Another study showed that American ginseng helped improve blood sugar levels in 10 healthy people after they performed a sugary drink test.
General tips to control blood sugar levels
Zeroing in on blood sugar-lowering champions can help to control blood sugar levels but there are general dietary principles to heed.
There’s nothing you cannot eat if you have type 2 diabetes, but you’ll have to limit certain foods.
Diabetes.co.uk explains: “Carbohydrate is broken down into glucose relatively quickly and therefore has a more pronounced effect on blood sugar levels than either fat or protein.”

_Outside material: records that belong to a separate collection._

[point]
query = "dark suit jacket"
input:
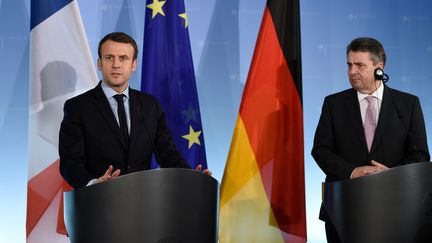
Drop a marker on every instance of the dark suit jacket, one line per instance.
(90, 139)
(340, 143)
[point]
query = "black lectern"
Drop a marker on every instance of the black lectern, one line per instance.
(165, 205)
(391, 206)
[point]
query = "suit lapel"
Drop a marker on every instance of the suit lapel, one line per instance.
(383, 118)
(355, 116)
(135, 115)
(102, 105)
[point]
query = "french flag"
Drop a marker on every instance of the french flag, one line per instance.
(61, 67)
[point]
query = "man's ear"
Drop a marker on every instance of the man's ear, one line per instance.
(134, 64)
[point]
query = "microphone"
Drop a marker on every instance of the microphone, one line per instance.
(149, 134)
(406, 129)
(380, 75)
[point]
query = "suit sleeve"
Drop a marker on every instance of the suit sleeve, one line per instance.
(168, 155)
(417, 147)
(324, 149)
(72, 148)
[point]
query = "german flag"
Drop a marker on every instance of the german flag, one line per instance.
(263, 192)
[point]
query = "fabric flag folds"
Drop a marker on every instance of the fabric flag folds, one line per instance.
(262, 192)
(60, 67)
(168, 74)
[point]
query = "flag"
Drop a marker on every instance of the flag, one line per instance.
(60, 68)
(168, 74)
(262, 191)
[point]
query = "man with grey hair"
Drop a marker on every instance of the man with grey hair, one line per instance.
(368, 128)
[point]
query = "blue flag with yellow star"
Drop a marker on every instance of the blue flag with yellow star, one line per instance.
(168, 74)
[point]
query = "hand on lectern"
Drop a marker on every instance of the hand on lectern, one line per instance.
(109, 174)
(206, 171)
(368, 169)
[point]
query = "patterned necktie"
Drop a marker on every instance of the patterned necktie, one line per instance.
(122, 116)
(370, 118)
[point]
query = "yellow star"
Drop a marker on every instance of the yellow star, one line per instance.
(184, 16)
(156, 6)
(192, 137)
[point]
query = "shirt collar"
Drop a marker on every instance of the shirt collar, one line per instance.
(378, 93)
(109, 92)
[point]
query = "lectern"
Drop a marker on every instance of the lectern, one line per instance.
(165, 205)
(390, 206)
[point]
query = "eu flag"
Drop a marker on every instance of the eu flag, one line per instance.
(168, 74)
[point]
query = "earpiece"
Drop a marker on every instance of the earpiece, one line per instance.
(380, 75)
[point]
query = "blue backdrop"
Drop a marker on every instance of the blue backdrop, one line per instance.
(222, 35)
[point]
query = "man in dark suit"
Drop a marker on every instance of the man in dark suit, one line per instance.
(368, 128)
(113, 129)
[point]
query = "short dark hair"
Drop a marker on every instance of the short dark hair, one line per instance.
(371, 45)
(121, 38)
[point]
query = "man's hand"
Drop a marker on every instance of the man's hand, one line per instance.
(206, 171)
(368, 169)
(108, 175)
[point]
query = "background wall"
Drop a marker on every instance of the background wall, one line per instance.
(223, 35)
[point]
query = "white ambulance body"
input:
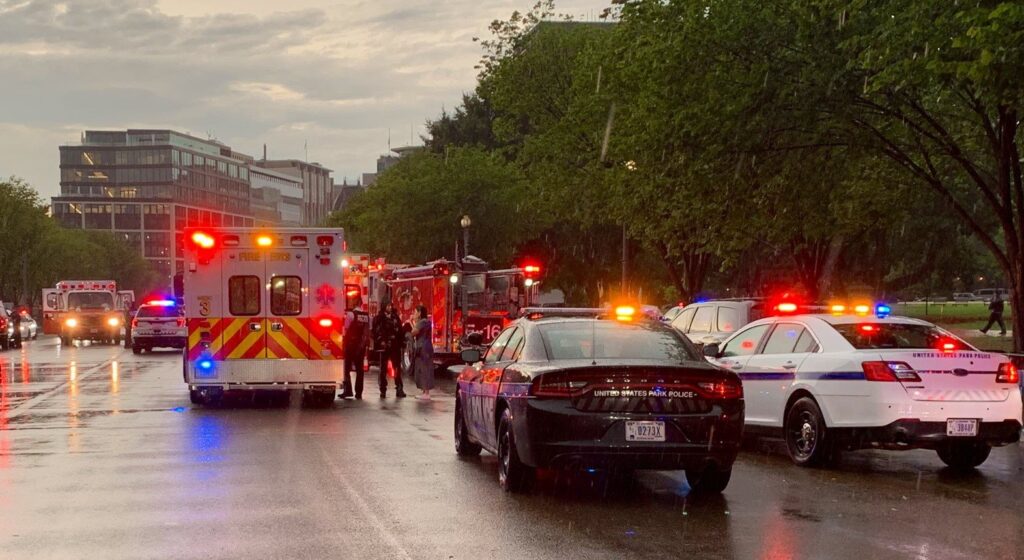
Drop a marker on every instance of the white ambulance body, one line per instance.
(265, 310)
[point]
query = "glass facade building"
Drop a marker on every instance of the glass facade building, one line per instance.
(146, 185)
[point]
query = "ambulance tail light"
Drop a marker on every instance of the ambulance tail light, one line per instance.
(1008, 374)
(890, 372)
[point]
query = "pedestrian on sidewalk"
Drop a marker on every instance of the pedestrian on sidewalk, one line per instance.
(355, 342)
(423, 352)
(388, 343)
(995, 308)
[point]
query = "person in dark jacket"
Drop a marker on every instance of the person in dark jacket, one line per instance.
(354, 346)
(995, 308)
(389, 340)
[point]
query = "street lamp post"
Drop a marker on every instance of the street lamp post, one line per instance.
(465, 222)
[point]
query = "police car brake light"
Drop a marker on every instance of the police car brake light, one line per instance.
(1008, 374)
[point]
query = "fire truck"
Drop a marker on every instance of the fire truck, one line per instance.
(493, 299)
(264, 310)
(86, 310)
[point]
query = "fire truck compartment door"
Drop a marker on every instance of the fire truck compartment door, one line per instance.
(287, 304)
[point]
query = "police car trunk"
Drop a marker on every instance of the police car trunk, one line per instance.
(264, 309)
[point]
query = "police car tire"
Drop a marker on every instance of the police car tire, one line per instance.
(513, 475)
(709, 480)
(463, 445)
(964, 456)
(804, 454)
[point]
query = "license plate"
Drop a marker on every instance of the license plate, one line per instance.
(644, 431)
(962, 427)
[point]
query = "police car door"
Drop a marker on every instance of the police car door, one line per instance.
(288, 307)
(769, 373)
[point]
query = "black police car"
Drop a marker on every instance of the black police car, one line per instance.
(589, 392)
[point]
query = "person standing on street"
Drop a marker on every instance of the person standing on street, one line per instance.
(388, 342)
(995, 308)
(356, 339)
(423, 352)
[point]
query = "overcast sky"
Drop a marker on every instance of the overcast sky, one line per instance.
(334, 74)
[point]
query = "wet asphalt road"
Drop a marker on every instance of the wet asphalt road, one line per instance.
(101, 456)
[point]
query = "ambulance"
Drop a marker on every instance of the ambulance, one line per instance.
(86, 310)
(264, 310)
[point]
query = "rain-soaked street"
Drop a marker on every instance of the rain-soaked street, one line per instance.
(101, 456)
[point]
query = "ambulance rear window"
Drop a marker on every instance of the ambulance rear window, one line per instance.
(286, 295)
(243, 295)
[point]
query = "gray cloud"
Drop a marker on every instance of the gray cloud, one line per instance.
(336, 76)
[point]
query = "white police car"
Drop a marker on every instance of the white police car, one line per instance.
(846, 382)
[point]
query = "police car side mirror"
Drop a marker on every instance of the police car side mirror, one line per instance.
(470, 355)
(711, 349)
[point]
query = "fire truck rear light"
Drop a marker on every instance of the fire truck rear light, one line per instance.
(1008, 374)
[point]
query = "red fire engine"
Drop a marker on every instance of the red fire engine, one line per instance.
(493, 299)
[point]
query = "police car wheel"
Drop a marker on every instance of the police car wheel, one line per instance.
(463, 445)
(806, 435)
(513, 476)
(964, 455)
(711, 479)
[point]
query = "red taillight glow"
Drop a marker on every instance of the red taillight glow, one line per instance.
(722, 389)
(1008, 374)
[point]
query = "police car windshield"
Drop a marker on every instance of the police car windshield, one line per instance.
(158, 311)
(866, 336)
(610, 340)
(93, 300)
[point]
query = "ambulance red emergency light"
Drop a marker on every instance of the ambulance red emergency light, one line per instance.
(265, 310)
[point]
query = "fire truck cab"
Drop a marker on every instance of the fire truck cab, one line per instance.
(264, 310)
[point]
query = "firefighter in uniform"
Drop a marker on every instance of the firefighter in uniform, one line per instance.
(355, 342)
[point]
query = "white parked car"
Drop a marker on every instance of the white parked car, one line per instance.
(845, 382)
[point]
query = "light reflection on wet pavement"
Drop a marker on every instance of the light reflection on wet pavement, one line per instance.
(101, 456)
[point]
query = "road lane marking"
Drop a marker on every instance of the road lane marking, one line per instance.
(368, 513)
(32, 402)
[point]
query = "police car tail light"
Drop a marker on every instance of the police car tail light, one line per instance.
(889, 372)
(722, 389)
(1008, 374)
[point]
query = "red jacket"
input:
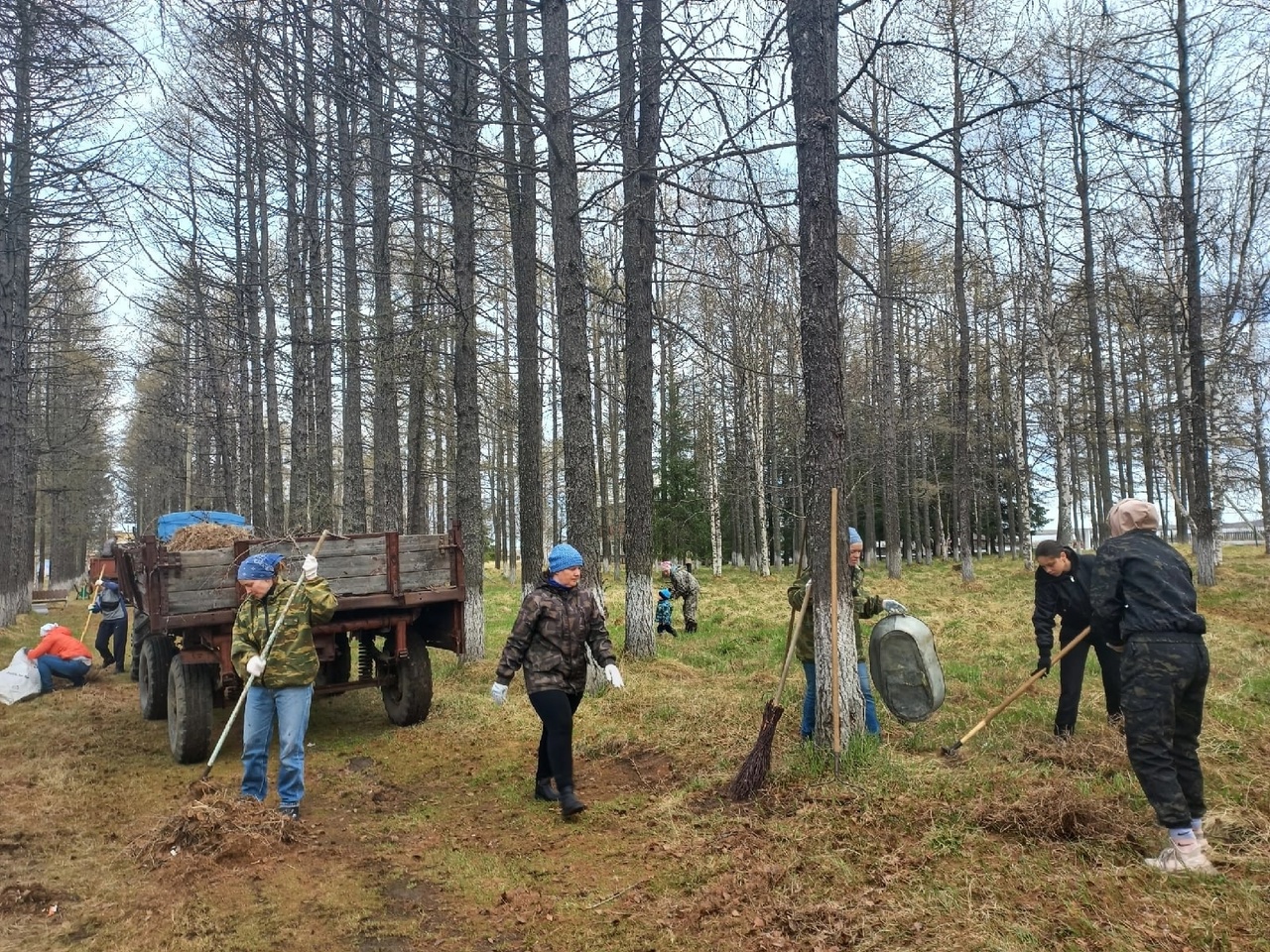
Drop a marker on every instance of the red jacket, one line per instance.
(60, 643)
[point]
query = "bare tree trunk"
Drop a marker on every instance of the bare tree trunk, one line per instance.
(813, 35)
(571, 280)
(386, 429)
(521, 182)
(463, 131)
(352, 443)
(961, 485)
(1097, 371)
(1202, 511)
(640, 148)
(321, 504)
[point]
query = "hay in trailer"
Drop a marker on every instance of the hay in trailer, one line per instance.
(206, 535)
(217, 824)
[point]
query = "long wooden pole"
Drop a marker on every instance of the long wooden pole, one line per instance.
(833, 627)
(96, 590)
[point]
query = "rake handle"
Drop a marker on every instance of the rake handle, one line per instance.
(1017, 693)
(795, 625)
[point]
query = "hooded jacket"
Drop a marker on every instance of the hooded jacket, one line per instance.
(864, 607)
(1067, 595)
(1142, 585)
(550, 639)
(293, 660)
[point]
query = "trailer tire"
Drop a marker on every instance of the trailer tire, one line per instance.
(157, 654)
(190, 710)
(408, 696)
(140, 633)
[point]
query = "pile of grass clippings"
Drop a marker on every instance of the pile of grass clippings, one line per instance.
(206, 535)
(213, 825)
(1055, 811)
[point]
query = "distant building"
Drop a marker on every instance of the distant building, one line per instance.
(1241, 531)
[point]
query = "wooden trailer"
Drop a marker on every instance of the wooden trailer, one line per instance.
(398, 595)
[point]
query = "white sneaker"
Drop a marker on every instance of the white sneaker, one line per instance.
(1183, 858)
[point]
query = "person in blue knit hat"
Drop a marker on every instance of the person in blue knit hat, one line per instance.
(666, 613)
(865, 607)
(281, 680)
(557, 624)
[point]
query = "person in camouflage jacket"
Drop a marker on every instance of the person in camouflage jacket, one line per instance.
(684, 584)
(1142, 592)
(804, 649)
(557, 624)
(284, 682)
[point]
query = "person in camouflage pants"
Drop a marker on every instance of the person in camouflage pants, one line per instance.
(1143, 594)
(685, 585)
(285, 680)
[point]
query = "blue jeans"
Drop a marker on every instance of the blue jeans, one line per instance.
(291, 707)
(808, 726)
(50, 665)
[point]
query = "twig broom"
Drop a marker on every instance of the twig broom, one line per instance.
(753, 770)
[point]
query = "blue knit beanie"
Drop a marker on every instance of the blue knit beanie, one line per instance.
(259, 566)
(563, 556)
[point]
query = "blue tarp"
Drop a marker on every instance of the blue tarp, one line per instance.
(169, 524)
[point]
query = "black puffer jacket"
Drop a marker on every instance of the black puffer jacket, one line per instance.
(1143, 585)
(1067, 595)
(550, 639)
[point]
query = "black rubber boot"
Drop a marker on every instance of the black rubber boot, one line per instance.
(543, 789)
(570, 803)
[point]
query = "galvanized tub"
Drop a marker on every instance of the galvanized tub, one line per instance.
(905, 669)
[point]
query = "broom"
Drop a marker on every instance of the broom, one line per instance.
(753, 770)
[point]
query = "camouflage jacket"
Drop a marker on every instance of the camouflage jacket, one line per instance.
(1067, 595)
(865, 607)
(683, 581)
(550, 639)
(293, 660)
(1143, 585)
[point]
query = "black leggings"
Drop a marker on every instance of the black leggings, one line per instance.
(556, 708)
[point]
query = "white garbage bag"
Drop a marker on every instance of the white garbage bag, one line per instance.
(19, 680)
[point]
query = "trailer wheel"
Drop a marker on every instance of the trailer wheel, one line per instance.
(190, 710)
(140, 633)
(157, 654)
(408, 696)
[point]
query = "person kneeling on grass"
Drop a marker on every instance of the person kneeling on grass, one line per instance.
(285, 682)
(557, 624)
(63, 654)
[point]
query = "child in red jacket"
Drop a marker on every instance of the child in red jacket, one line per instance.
(63, 654)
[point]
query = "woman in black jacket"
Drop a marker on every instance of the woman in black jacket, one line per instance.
(1064, 589)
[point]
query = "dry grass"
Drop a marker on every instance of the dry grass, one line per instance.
(426, 838)
(204, 535)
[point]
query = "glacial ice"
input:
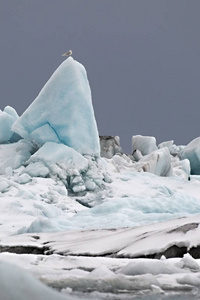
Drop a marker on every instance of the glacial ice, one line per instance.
(63, 112)
(7, 117)
(18, 284)
(110, 145)
(157, 162)
(145, 144)
(192, 153)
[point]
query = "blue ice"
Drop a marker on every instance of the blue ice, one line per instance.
(63, 112)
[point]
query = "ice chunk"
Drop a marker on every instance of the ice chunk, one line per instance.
(110, 145)
(7, 118)
(63, 111)
(53, 153)
(157, 162)
(18, 284)
(145, 144)
(149, 266)
(192, 152)
(181, 168)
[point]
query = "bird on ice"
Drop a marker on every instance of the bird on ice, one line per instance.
(68, 53)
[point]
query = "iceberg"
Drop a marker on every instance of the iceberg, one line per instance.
(192, 153)
(145, 144)
(7, 118)
(110, 145)
(63, 112)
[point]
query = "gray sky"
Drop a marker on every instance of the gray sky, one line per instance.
(142, 59)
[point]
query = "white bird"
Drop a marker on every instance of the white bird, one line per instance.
(68, 53)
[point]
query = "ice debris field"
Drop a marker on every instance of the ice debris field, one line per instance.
(81, 219)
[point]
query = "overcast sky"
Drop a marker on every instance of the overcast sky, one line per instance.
(142, 58)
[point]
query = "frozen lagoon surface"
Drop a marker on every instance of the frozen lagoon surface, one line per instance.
(74, 225)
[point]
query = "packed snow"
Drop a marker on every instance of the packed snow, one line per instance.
(85, 218)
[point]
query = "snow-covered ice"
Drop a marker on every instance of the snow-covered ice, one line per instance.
(118, 226)
(63, 112)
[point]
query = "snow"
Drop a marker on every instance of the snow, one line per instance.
(117, 226)
(7, 117)
(110, 146)
(192, 153)
(145, 144)
(17, 284)
(63, 112)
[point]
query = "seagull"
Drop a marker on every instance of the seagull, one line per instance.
(68, 53)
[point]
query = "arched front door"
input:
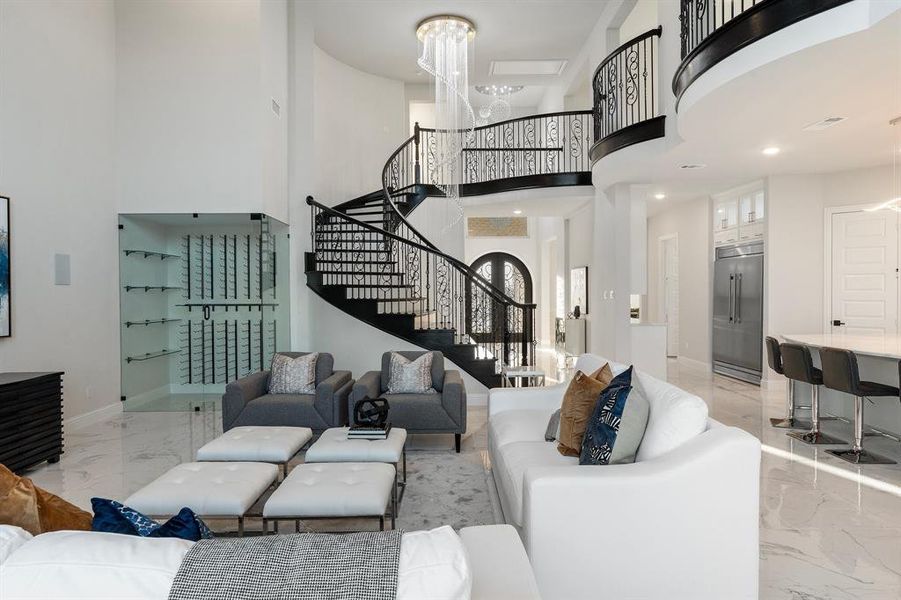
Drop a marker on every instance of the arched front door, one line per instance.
(489, 327)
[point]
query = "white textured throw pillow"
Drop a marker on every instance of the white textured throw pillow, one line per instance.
(410, 377)
(293, 375)
(11, 538)
(433, 566)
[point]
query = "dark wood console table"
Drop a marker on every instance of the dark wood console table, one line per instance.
(31, 419)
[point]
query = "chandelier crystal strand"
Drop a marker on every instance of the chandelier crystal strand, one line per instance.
(444, 54)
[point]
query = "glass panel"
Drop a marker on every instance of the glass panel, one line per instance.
(204, 301)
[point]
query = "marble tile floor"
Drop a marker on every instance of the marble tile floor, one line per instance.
(829, 530)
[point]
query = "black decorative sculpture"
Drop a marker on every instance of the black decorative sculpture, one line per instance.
(371, 412)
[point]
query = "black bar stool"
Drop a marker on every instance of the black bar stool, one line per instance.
(774, 358)
(798, 366)
(840, 372)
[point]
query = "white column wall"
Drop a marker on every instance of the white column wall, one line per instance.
(57, 118)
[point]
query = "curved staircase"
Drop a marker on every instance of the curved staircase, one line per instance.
(369, 261)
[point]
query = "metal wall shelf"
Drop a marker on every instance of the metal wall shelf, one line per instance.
(150, 322)
(151, 355)
(149, 253)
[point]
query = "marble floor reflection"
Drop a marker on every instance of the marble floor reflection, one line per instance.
(829, 530)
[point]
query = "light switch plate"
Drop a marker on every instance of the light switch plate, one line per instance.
(62, 272)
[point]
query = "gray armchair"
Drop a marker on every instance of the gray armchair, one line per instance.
(247, 401)
(444, 412)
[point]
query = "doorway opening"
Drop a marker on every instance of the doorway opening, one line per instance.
(486, 324)
(668, 251)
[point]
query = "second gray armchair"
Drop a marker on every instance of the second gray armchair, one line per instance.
(441, 412)
(247, 401)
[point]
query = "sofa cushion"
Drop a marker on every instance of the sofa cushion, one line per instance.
(552, 433)
(437, 367)
(420, 412)
(88, 564)
(578, 403)
(511, 461)
(288, 410)
(617, 423)
(675, 417)
(517, 426)
(293, 375)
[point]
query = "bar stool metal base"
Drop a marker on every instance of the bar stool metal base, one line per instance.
(861, 457)
(815, 438)
(790, 423)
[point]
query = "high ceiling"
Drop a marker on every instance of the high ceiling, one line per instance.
(857, 76)
(380, 37)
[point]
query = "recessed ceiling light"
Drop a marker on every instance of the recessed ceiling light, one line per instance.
(824, 123)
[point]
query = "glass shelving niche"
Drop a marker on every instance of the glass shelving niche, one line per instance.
(204, 301)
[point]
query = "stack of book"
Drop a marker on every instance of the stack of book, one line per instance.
(369, 432)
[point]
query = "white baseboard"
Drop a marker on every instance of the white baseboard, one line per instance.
(93, 417)
(704, 366)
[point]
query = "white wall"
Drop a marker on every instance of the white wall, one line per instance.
(690, 221)
(57, 118)
(360, 121)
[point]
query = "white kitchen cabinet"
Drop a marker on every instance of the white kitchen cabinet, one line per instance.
(739, 215)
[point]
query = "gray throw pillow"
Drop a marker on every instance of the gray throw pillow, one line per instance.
(293, 375)
(407, 376)
(617, 424)
(553, 427)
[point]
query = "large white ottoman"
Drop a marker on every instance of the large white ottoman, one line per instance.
(333, 490)
(334, 447)
(276, 445)
(213, 490)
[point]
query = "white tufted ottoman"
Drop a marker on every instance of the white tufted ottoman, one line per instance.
(226, 490)
(333, 446)
(334, 490)
(257, 444)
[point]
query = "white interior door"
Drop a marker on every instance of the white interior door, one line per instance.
(864, 272)
(669, 269)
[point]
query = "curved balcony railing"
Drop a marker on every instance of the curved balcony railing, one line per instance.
(626, 104)
(711, 30)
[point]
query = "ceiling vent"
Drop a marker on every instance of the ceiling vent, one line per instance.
(527, 67)
(824, 124)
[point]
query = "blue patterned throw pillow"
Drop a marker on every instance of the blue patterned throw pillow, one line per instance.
(113, 517)
(617, 425)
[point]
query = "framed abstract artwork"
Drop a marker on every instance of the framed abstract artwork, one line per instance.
(5, 314)
(578, 289)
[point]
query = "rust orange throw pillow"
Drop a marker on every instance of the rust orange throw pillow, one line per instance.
(578, 404)
(35, 510)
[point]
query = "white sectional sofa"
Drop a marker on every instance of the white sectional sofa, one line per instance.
(679, 523)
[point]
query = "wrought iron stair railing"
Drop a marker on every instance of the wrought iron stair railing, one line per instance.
(366, 252)
(712, 30)
(438, 293)
(626, 96)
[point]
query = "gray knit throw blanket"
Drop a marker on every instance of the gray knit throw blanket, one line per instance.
(359, 566)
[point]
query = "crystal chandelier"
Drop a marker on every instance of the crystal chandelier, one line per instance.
(444, 54)
(499, 107)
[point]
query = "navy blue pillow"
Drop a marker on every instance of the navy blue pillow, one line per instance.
(600, 434)
(113, 517)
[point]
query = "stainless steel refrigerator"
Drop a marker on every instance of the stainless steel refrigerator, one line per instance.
(738, 312)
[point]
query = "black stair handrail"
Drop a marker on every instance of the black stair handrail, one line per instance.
(481, 281)
(624, 85)
(393, 172)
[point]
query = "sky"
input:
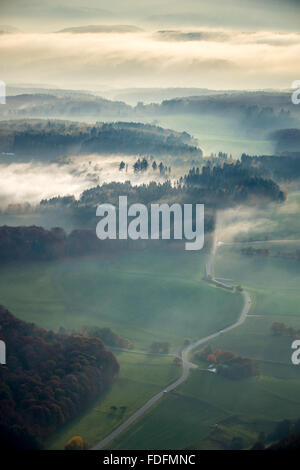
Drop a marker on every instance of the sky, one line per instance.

Generally, you should opt for carbs that rank low on the glycaemic index (GI) – a rating system for foods containing carbohydrates.
It shows how quickly each food affects your blood sugar (glucose) level when that food is eaten on its own.
Low or medium GI foods are broken down more slowly and cause a gradual rise in blood sugar levels over time.
- Some fruit and vegetables
- Wholegrain foods, such as porridge oats.
Physical exercise also helps lower your blood sugar level – you should aim for 2.5 hours of activity a week, adds the NHS.